- BONK remains stuck in a descending channel, with recent rejections at resistance and weak buying volume suggesting the bearish trend is still in control.
- The RSI has climbed above 50, hinting at short-term bullish momentum, but the lack of rising OBV shows demand hasn’t returned in any meaningful way.
- Key levels to watch are $0.0000113 and $0.000014, with a bounce from mid-channel support possible — though traders are advised to follow the trend, not chase the pump.
The memecoin madness that once fueled BONK’s wild rise seems like a distant memory.
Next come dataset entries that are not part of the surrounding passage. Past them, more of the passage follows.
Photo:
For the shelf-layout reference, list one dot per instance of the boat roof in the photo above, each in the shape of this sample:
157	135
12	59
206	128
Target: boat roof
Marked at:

Lately, the chart’s been telling a pretty grim story — especially on the 1-day timeframe. BONK’s been sliding, clinging to the $0.0000099 level, which has already been tested twice in the past month.
That same level? It was key support way back in January 2024. And if the current trend doesn’t break soon, BONK might just blow past its 2024 lows… and not in a good way.
Trying to Find a Bottom — But It’s Slippery Down There
Zooming out a bit — since March, BONK’s been trapped inside a descending channel, and it’s sticking to the script. The mid-line of that channel (that dotted white line on the chart) has acted as both support and resistance depending on BONK’s mood.
Just this past Sunday, BONK got rejected at the top of the channel, and now the next logical step is — yep, a move back toward that mid-line. So far, it’s playing by the textbook.
Now, here’s the twist: the RSI climbed above 50 last week. That usually hints at bullish momentum, or at least a flicker of it. But let’s not get too excited — it’s not clear whether that move’s got staying power or if it’s just a blip in an otherwise bearish trend.

Volume’s Not Backing It Up (Yet)
The real problem? No demand.
The On-Balance Volume (OBV) — a key tool for sniffing out whether buyers are actually showing up — is still stuck near February and March lows. So even though price bounced off support last week, it doesn’t look like anyone’s truly aping in.
Translation? The bounce might not be the real deal. If you’re trading this thing, those little upward moves could actually be solid short entries.
Heatmap Says Watch $0.0000113 — and Maybe $0.000014
Peeking at the liquidation heatmap (thanks, Coinglass), there are two zones traders should keep an eye on.
The first one’s $0.0000113 — not far from current price levels. It’s not a super-dense cluster, but it’s close enough to attract short-term action. The second level is $0.000014, and that one? It’s got more heat — and it lines up with the top of the descending channel.
So, if BONK can bounce off the mid-channel support (right around $0.000011), there’s a shot it might push toward $0.000014. But remember — that would just be a test of resistance. Not a breakout. At least not yet.
Final Thoughts — Play the Trend, Not the Hype
Bottom line: market structure is still bearish, and there’s not enough buyer strength to shift things — at least not right now.
Traders? Best to wait for a bounce, then look to ride the trend lower until there’s a real structure break. BONK might try to rally from the $0.000011 zone, but unless buying volume seriously picks up, it’s probably just another lower high in a long-term downtrend.
Don’t get faked out by the frog — not just yet.